Would you like to give that a try? I think this patch could basically be reverted, and then some new hook would be needed to control MinVF/MaxVF in tryToVectorizeList(). Personally, I think it could be nice with something like TTI->getMaximumVF() or even getMaximumSLPVF()... Probably also good if with a test case for your target if possible that is supposed to not produce any spilling...

WRT the testcase, it is really the testcase in the patch with a single modification right before ret void:

store float %phi31, float* undef
ret void

That makes the value not dead and then if I feed opt's output into llc I either get spilling with wide vectors (first case) or not (second case):

opt -slp-vectorizer -slp-max-reg-size=1024 -S < slp-max-phi-size.ll | ~/work/llvm/rel/bin/llc -march=amdgcn -mcpu=gfx900
opt -slp-vectorizer -slp-max-reg-size=256 -S < slp-max-phi-size.ll | ~/work/llvm/rel/bin/llc -march=amdgcn -mcpu=gfx900

WRT the testcase, it is really the testcase in the patch with a single modification right before ret void:

store float %phi31, float* undef
ret void

That makes the value not dead and then if I feed opt's output into llc I either get spilling with wide vectors (first case) or not (second case):

opt -slp-vectorizer -slp-max-reg-size=1024 -S < slp-max-phi-size.ll | ~/work/llvm/rel/bin/llc -march=amdgcn -mcpu=gfx900
opt -slp-vectorizer -slp-max-reg-size=256 -S < slp-max-phi-size.ll | ~/work/llvm/rel/bin/llc -march=amdgcn -mcpu=gfx900

You can check it here: D92047
Not sure how appropriate is it to commit a target test using llc into the Transforms directory.

Would you like to give that a try? I think this patch could basically be reverted, and then some new hook would be needed to control MinVF/MaxVF in tryToVectorizeList(). Personally, I think it could be nice with something like TTI->getMaximumVF() or even getMaximumSLPVF()... Probably also good if with a test case for your target if possible that is supposed to not produce any spilling...

I am experimenting with it now. I have reverted the patch and instead added this into tryToVectorizeList():

   unsigned MaxVF = std::max<unsigned>(PowerOf2Floor(VL.size()), MinVF);
+  MaxVF = std::min(R.getMaxVecRegSize() / Sz, MaxVF);

I.e. clamp the list to the MaxVecRegSize. It should still allow reordering.

I'd say that solves the initial problem and probably a better solution overall.
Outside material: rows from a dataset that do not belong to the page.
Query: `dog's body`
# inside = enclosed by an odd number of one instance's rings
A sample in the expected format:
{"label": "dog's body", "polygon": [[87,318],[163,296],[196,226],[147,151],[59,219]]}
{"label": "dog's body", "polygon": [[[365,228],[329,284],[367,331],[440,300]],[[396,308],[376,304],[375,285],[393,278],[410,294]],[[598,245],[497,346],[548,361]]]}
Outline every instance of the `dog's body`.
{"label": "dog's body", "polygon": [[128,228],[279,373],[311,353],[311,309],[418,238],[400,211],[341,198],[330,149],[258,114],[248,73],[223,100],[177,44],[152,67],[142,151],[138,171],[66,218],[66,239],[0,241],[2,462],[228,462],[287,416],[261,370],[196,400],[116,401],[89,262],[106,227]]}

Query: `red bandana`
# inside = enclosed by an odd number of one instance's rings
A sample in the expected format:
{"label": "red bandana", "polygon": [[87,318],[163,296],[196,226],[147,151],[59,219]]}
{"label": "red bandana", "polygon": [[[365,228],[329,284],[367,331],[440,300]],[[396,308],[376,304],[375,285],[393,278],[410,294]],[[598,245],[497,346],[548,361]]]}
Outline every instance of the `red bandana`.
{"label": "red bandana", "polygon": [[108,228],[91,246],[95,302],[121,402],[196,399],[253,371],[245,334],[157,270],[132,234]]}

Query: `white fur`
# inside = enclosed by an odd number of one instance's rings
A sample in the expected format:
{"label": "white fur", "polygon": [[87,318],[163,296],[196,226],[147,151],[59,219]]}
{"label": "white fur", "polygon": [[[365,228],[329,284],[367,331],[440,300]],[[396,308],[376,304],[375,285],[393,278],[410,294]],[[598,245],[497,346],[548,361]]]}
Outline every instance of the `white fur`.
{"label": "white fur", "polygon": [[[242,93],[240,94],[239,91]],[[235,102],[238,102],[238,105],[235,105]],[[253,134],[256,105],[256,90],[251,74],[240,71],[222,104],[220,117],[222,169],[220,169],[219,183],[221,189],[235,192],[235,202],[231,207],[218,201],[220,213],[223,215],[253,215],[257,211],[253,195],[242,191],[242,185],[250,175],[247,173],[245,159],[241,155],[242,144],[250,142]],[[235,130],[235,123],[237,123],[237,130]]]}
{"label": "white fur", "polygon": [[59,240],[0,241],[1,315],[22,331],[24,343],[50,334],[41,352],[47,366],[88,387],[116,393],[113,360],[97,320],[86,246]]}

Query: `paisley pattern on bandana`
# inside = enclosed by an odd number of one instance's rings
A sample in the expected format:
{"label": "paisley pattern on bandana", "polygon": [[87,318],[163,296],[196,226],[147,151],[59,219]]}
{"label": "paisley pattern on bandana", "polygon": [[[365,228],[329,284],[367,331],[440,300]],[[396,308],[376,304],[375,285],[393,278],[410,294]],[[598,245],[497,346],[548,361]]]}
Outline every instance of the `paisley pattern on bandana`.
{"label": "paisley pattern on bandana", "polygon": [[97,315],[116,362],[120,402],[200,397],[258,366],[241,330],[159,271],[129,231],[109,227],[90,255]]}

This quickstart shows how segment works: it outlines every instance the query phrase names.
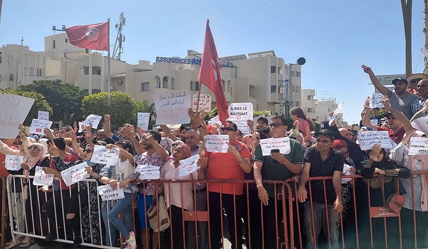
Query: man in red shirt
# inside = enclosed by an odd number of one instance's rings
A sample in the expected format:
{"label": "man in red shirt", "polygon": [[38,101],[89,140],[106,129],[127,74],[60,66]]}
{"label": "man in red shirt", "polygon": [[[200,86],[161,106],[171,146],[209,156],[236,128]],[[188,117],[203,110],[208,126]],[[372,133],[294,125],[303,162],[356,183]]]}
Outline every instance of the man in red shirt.
{"label": "man in red shirt", "polygon": [[365,111],[365,113],[363,118],[363,125],[370,127],[374,131],[388,131],[390,138],[398,144],[401,142],[406,132],[413,130],[413,128],[410,122],[403,123],[400,121],[400,120],[403,120],[403,118],[407,119],[407,118],[403,113],[391,107],[389,104],[389,98],[387,96],[384,96],[382,102],[385,106],[385,109],[390,112],[384,115],[388,119],[388,128],[374,126],[370,123],[370,112],[371,111],[371,108],[369,107],[368,101],[367,99],[364,104],[363,111]]}
{"label": "man in red shirt", "polygon": [[[248,148],[234,139],[238,130],[236,125],[230,121],[227,124],[220,130],[222,135],[229,136],[230,142],[228,143],[227,153],[208,152],[205,142],[201,145],[201,150],[204,151],[201,158],[202,167],[208,167],[208,180],[243,180],[244,172],[250,173],[252,169]],[[246,201],[243,194],[244,184],[209,183],[207,185],[211,248],[219,248],[221,243],[221,220],[224,208],[232,248],[242,248],[240,217]]]}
For instance I see less vectorization with AMDGPU where it should have not been vectorized in the first place.
However, the impact of that change will be less overall vectorization across all targets since tryToVectorizeList() is used not just for PHI.
That can be fixed by that new target callback if default value is MAX_UINT or just some large number. This default is somewhat subpar as I would expect a better default to be MaxVecRegSize, but I guess it can be decided per target.

Would you like to give that a try? I think this patch could basically be reverted, and then some new hook would be needed to control MinVF/MaxVF in tryToVectorizeList(). Personally, I think it could be nice with something like TTI->getMaximumVF() or even getMaximumSLPVF()... Probably also good if with a test case for your target if possible that is supposed to not produce any spilling...

Please check D92059, I believe that is what we have discussed here.